Another four years of this would degrade our country beyond repair. The toll it’s taking is almost biblical: fires and floods, a literal plague upon the land, an eruption of hatred that’s being summoned and harnessed, by a leader with no conscience or shame. Four more years would accelerate our slide toward autocracy. It would be taken as free license to punish more so-called “traitors” and wage more petty vendettas — with the full weight of the Justice Department behind them. Four more years would mean open season on our environmental laws. The assault has been ongoing — it started with abandoning the historic agreement that the world made in Paris to combat climate change, and continued, just last month, with using the pandemic as cover to let industries pollute as they see fit. Four more years would bring untold damage to our planet — our home.
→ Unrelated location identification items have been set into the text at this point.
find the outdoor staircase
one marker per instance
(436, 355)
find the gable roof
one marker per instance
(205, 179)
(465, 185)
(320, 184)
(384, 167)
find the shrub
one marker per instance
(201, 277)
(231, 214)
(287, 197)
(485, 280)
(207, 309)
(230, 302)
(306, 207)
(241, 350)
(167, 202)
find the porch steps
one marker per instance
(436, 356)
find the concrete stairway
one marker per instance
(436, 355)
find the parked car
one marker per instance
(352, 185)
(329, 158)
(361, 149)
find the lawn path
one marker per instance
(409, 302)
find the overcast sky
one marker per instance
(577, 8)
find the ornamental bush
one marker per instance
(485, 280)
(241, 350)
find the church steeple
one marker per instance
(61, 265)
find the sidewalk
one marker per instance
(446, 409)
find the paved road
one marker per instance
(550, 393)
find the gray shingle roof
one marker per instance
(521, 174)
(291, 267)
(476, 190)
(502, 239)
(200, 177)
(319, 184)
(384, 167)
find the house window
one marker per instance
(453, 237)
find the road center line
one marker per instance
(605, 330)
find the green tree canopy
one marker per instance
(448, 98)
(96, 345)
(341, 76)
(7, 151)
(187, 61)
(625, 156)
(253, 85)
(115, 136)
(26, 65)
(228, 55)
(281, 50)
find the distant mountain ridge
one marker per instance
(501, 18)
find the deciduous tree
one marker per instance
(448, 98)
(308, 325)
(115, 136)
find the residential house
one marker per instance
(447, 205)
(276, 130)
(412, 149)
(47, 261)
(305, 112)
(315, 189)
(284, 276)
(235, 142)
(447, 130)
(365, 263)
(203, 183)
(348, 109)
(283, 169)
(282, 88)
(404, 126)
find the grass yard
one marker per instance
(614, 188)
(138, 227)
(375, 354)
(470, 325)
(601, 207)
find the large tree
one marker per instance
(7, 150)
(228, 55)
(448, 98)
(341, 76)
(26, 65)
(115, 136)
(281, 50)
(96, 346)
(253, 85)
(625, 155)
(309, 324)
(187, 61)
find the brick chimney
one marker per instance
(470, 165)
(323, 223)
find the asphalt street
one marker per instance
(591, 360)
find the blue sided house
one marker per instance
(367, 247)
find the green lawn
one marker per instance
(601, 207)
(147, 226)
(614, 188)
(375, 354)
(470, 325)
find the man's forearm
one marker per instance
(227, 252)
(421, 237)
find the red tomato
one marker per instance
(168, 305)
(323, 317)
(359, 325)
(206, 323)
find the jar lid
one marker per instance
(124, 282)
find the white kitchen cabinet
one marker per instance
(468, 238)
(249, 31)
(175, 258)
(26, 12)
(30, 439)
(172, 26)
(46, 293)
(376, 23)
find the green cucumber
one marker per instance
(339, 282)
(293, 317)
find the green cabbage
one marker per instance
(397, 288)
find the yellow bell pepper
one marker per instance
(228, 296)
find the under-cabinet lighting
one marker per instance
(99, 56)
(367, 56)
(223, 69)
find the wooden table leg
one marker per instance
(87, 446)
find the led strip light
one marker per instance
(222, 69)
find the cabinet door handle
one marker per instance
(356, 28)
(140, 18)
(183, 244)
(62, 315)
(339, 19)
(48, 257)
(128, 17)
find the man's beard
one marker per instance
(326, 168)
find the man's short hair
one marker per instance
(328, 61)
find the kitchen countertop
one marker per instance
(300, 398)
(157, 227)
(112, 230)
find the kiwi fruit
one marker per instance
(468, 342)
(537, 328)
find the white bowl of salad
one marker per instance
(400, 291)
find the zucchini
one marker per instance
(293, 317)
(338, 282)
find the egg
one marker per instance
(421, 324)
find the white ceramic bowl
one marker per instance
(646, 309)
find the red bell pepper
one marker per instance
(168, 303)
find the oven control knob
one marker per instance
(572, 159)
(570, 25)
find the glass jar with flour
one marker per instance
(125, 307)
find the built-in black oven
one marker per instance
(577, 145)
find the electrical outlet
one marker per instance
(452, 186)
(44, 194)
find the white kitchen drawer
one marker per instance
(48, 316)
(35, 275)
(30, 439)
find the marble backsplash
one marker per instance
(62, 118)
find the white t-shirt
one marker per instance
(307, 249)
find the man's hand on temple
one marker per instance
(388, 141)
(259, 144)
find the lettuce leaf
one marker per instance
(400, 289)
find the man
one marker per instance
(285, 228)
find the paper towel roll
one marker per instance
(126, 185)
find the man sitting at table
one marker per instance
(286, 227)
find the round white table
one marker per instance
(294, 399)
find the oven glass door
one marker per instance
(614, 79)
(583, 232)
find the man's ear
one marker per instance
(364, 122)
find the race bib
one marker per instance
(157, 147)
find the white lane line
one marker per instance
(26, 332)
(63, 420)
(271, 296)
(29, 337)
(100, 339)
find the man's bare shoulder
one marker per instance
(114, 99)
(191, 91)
America is still a world power. But in the past four years, it has lost its place as a world leader. A second term would embolden enemies and further weaken our standing with our friends.

When and how did the United States of America become the Divided States of America? Polarization, of course, has deep roots and many sources. President Donald Trump didn’t create all of our divisions as Americans. But he has found every fault line in America and wrenched them wide open.

Without a moral compass in the Oval Office, our country is dangerously adrift. But this November, we can choose another direction. This November, unity and empathy are on the ballot. Experience and intelligence are on the ballot. Joe Biden is on the ballot, and I’m confident he will bring these qualities back to White House.

I don’t make a practice of publicly announcing my vote. But this election year is different. And I believe Biden was made for this moment. Biden leads with his heart. I don’t mean that in a soft and sentimental way. I’m talking about a fierce compassion — the kind that fuels him, that drives him to fight against racial and economic injustice, that won’t let him rest while people are struggling.

As FDR showed, empathy and ethics are not signs of weakness. They’re signs of strength. I think Americans are coming back to that view. Despite Trump — despite his daily efforts to divide us — I see much of the country beginning to reunite again, the way it did when I was a kid. You can see it in the peaceful protests of the past several weeks — Americans of all races and classes coming together to fight against racism. You can see it the ways that communities are pulling together in the face of this pandemic, even if the White House has left them to fend for themselves.

These acts of compassion and kindness make our country stronger. This November, we have a chance to make it stronger still — by choosing a president who is consistent with our values, and whose moral compass points toward justice.”